Depuis la mi-octobre, environ 300 mineurs isolés ont déjà pu partir pour la Grande-Bretagne. Les autres ont accepté de monter à bord des autocars parce que les autorités leur assuraient que leurs dossiers seraient examinés à l'arrivée.

Dans chacun des véhicules se trouvaient deux représentants du Home office (ministère britannique de l'Intérieur), deux accompagnateurs et un interprète, selon les autorités françaises.

Malgré cette coopération, le Comité des Nations unies sur les droits de l'enfant a critiqué mercredi la Grande-Bretagne et la France, jugeant qu'elles n'étaient "pas à la hauteur de leurs obligations en matière des droits de l'enfant".

Saluant malgré tout le transfert des mineurs de Calais, ces experts de l'ONU ont appelé depuis Genève à prendre les décisions pour leur avenir "le plus rapidement possible et d'une manière respectueuse des droits".

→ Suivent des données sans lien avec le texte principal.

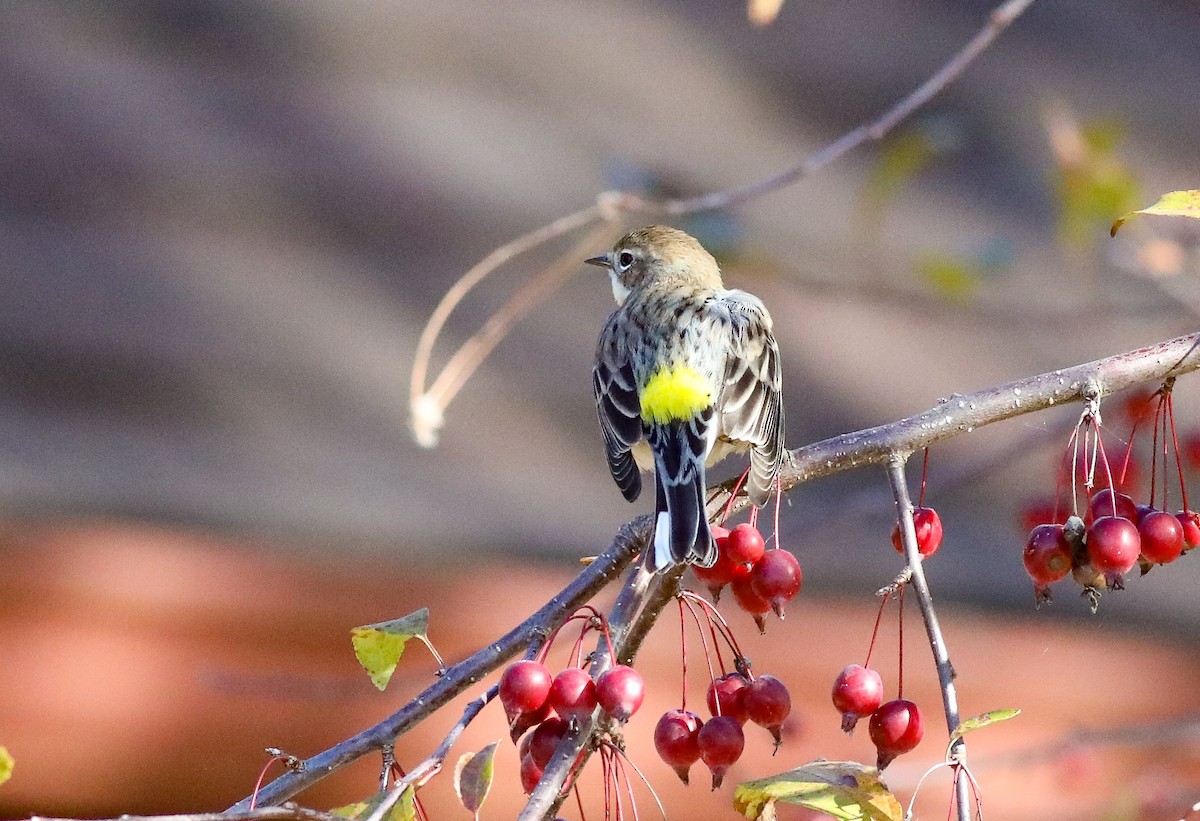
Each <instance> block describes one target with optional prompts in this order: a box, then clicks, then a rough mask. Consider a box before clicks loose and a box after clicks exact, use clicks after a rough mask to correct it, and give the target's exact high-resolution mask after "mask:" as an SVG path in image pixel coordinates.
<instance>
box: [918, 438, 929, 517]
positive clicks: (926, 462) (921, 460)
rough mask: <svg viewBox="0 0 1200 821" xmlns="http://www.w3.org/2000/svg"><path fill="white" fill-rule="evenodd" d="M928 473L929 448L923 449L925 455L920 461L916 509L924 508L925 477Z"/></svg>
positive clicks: (924, 494)
mask: <svg viewBox="0 0 1200 821" xmlns="http://www.w3.org/2000/svg"><path fill="white" fill-rule="evenodd" d="M928 473H929V448H925V455H924V456H922V460H920V491H919V492H918V493H917V507H918V508H924V507H925V475H926V474H928Z"/></svg>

Les Britanniques instruiront les dossiers dans des délais très courts et transfèreront les heureux élus dans la foulée, assure-t-on de sources proches de l'opération. Mais que décideront les "recalés" ?

La moitié environ des jeunes transférés la semaine dernière dans le cadre du programme "se sont déjà évaporés", assure Pierre Henry, directeur général de l'association France terre d'asile. "Ils veulent retourner à Calais", poursuit-il, déplorant "une situation inextricable".

Et si cette ville du nord se vide, Paris ne désemplit pas. Environ 2.000 migrants campent à même les trottoirs dans le nord de la capitale, où leur nombre ne cesse de croître. Les autorités promettent de les évacuer d'ici à la fin de la semaine.